Gira’s solo debut, Drainland, has always stood as a singular release, both stylistically and in overall terms of the Swans / Gira oeuvre. It also seems to be one of those releases which has been somewhat overlooked.

The first track, ‘You See Through Me’, which features a serrated, grating, oscillating drone and haunting piano provide the musical backdrop to a recording of Gira, drunk, nasty, arguing with his then-partner Jarboe over money and his alcohol problem. It’s one of those works which crosses a line that will never be readily acceptable, where art transgresses the boundaries of the personal and the public. This, of course, is art of the highest order, that demands the receiver face uncomfortable and painful realities. Simultaneously, Gira, in his capacity or artist, dismantles all sense of persona and lay himself bare in the most unfiltered way imaginable.

It paves the way for what is a difficult album on every level, as he trawls the darkest recesses of his psyche: the lyrics may not be as visceral as those contained on early Swans releases, but they’re every bit as gut-wrenching in their impact, not least of all because they’re so intensely personal.

Great Annihilator / Drainland (Remastered 2017) - PRE ORDER

It’s a dark, stark album, which makes for uncomfortable listening on many occasions: even the more overtly post-Children of God tracks, where Gira spins hypnotic, opiate-hazed acoustic strums, as on ‘Unreal’, it’s more nightmarish than dream-like. And then there are jarring, nauseatingly difficult loop-led nightmare dirges like ‘Fan Letter’. And yet, the album contains moments of true beauty. Songs like ‘Why I Ate My Wife’ (which again alludes to Gira’s serial killer fascination and also draws on, and shares its title with, a piece from 1993 which appeared in Gira’s book of collected prose, The Consumer (1994)), dark as they may be lyrically, are also truly magnificent, and as touching – and well-crafted – as anything Gira has done during his long career.
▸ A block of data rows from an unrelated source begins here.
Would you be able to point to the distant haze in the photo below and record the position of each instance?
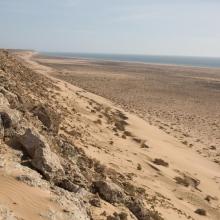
(157, 27)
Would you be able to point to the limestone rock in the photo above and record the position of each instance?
(11, 97)
(48, 117)
(109, 191)
(43, 159)
(10, 117)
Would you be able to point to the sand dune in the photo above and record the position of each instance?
(141, 161)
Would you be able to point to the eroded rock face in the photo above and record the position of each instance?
(48, 117)
(43, 159)
(11, 97)
(3, 100)
(109, 191)
(137, 207)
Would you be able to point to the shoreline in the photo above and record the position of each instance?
(41, 54)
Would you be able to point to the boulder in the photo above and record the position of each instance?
(11, 97)
(9, 117)
(1, 129)
(137, 207)
(48, 117)
(109, 191)
(3, 100)
(43, 159)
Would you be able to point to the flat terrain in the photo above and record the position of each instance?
(182, 101)
(69, 154)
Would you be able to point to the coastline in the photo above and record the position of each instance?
(53, 55)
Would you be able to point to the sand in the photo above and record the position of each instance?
(176, 178)
(182, 101)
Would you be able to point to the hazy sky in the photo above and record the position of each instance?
(171, 27)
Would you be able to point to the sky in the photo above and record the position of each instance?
(155, 27)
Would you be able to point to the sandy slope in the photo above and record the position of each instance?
(174, 198)
(182, 101)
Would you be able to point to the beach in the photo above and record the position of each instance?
(71, 154)
(182, 101)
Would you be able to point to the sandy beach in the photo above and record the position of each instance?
(94, 159)
(182, 101)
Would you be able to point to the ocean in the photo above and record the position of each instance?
(213, 62)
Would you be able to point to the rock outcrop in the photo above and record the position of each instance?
(43, 159)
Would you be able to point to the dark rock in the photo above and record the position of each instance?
(95, 202)
(109, 191)
(200, 212)
(160, 162)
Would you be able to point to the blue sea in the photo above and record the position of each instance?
(213, 62)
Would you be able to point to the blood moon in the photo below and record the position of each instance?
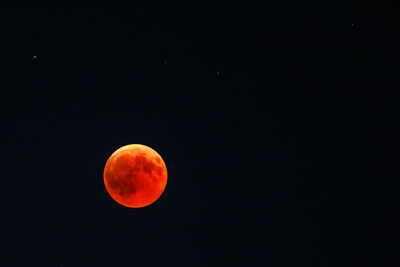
(135, 176)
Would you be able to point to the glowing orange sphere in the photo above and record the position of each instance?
(135, 176)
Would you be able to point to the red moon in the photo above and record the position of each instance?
(135, 176)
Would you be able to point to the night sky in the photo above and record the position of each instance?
(276, 126)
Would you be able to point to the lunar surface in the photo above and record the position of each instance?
(135, 176)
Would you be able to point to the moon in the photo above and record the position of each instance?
(135, 176)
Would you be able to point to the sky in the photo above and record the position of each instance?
(277, 127)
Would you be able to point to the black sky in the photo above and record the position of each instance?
(276, 126)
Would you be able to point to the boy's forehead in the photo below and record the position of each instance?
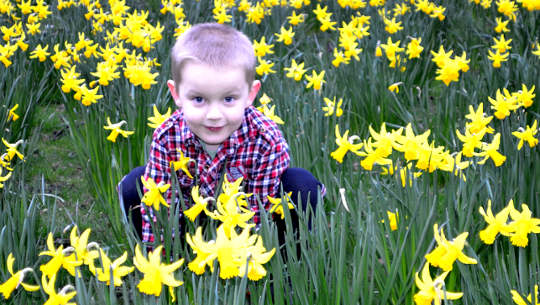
(226, 78)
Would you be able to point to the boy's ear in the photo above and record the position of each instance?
(174, 93)
(255, 87)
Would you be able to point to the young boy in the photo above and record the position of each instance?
(216, 125)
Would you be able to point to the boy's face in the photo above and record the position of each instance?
(213, 100)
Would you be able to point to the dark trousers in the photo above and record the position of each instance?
(304, 186)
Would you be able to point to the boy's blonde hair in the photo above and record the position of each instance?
(216, 45)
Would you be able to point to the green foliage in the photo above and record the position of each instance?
(350, 255)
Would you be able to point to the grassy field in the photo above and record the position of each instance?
(419, 117)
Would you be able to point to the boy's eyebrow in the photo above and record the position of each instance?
(226, 92)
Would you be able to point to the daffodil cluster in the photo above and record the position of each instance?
(393, 51)
(236, 253)
(22, 20)
(123, 34)
(429, 8)
(417, 149)
(443, 256)
(269, 111)
(518, 299)
(501, 46)
(517, 228)
(448, 67)
(79, 253)
(350, 35)
(505, 102)
(6, 159)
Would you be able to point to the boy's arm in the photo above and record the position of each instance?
(266, 175)
(159, 170)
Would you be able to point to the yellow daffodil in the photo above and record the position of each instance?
(378, 51)
(462, 62)
(294, 19)
(152, 197)
(12, 115)
(269, 113)
(527, 135)
(332, 107)
(507, 8)
(285, 35)
(70, 79)
(60, 258)
(414, 48)
(410, 144)
(199, 204)
(40, 53)
(393, 219)
(441, 57)
(12, 151)
(89, 96)
(447, 252)
(448, 72)
(339, 58)
(57, 298)
(537, 51)
(206, 252)
(501, 26)
(491, 151)
(344, 145)
(82, 249)
(503, 104)
(231, 250)
(182, 164)
(394, 87)
(231, 214)
(277, 205)
(262, 48)
(392, 26)
(16, 279)
(525, 96)
(156, 273)
(157, 119)
(521, 225)
(497, 58)
(296, 70)
(265, 99)
(496, 224)
(4, 178)
(315, 80)
(478, 120)
(432, 291)
(103, 272)
(138, 73)
(256, 257)
(106, 71)
(116, 130)
(231, 194)
(264, 67)
(470, 141)
(518, 299)
(501, 44)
The mastering seems comparatively quiet, but that’s largely on account of the fact everything tends to be mastered so damn loud and so damn bright these days that much of the dynamic range is lost. The very purpose of this remaster is about audio fidelity and unravelling knots in the original processing. Sonically, this remaster feels richer, denser than the original releases, although it would take obsessive comparison and a lot of time to draw out all of the detail. Most importantly, this release makes two classic Swans / related albums (one being something of a lost or unsung classic at that) readily available once more, and on vinyl, too – The Great Annihilator has been commanding obscene prices on the second-hand market for a long time now, while Drainland was only released in the US packaged with Jarboe’s Sacrificial Cake and is again expensive and hard to come by: as such, it all adds up to an essential release.